In the training phase, the end-to-end neural network learns the mapping function

M_{θ}

from a large amount of labeled data

(y_{i}, x_{i}), i = 1, \dots, n

by solving:

I (x, z) = \sum_{i = 1}^{n} S_{i} (t_{i}),

(5)

where,

M_{θ}

is the mapping function of the neural network defined by a set of weights and biases

θ \in Θ

. N is the number of training samples.

y_{i}

are the input low-resolution images and

x_{i}

are the corresponding high physical spatial resolution images. We focus on enhancing the resolution reduction due to the limited aperture, i.e., the

L_{x}

and

L_{y}

in Equation (3).

2.3. The Construction of Simulated Dataset

Simulations are conducted to generate the data sets used for network training and testing. Linear frequency modulation signal waves with 70 kHz–100 kHz are emitted with the sonar source. The sonar source and array are set on the water surface, and the target is located underwater 20 m. Targets in the simulations are the corresponding consistent point target in each direction. The rounded receiving sonar array contains 256 elements. The radius of the array is set to 1.4 m to generate the low physical spatial resolution images. Besides, we expand the radius of the array to 4.2 m to simulate the case of high physical spatial resolution images achieved by a large aperture, which is illustrated in Figure 3. Hence, the labeled samples are realized, which corresponds to the reduction of physical resolution due to the limited aperture in practice.

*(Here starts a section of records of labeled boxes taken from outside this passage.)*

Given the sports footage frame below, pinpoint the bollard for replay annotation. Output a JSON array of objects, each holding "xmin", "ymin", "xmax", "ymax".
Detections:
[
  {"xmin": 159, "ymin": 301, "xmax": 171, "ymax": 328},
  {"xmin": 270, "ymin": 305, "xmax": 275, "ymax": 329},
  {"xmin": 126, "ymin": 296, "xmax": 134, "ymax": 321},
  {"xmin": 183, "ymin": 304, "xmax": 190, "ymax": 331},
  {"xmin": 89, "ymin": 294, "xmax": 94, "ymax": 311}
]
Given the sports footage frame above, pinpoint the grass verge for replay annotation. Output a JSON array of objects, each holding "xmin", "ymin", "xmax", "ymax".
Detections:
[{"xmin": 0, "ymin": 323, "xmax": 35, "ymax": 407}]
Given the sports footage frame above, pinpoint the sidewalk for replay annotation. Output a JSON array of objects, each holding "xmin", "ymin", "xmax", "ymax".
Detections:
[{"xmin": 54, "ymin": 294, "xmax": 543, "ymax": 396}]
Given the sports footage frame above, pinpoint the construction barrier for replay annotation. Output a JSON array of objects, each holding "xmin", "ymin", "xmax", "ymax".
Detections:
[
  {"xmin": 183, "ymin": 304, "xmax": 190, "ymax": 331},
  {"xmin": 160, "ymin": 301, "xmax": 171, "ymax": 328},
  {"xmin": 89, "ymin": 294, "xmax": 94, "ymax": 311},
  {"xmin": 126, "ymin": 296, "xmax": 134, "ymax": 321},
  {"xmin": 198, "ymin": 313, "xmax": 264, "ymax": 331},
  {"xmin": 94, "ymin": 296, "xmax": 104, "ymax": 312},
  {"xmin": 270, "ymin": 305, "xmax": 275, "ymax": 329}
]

We consider the case of a single target firstly, that is, there is only one target in the imaging area. The end-to-end neural network attempts to enhance the physical spatial resolution of the target in the sonar images. Specifically, the trained network would learn the projection from the limited aperture, low-resolution to large aperture, high-resolution. 1000 simulations are realized to generate the data sets, in which 800 samples are used in the training phase and 200 samples are applied in testing. The training set is independent of the testing set, that is, there is no iterative sample in two data sets. Figure 4 gives a clear look at the samples. Due to the aperture size, we can see the reduction of physical spatial resolution in Figure 4a, which demonstrates in larger target size and sidelobe.

The samples are pre-processed before being fed into the neural network. The preprocessing includes data normalization, logarithmic processing, and random order disruption. Usually, these steps could speed up the convergence of the network and optimize generalization performance.

In the training phase, the batch size is set to 20, and the network is trained for 100 epochs. The root mean square prop optimizer with a learning rate of 5 × 10⁻⁴, the momentum of 0.9, and weight decay of 1 × 10⁻⁸ is used to train the end-to-end network. The weights and biases of the proposed network are updated by the propagation of root mean square errors between the predicted high-resolution imaging and the ground truth.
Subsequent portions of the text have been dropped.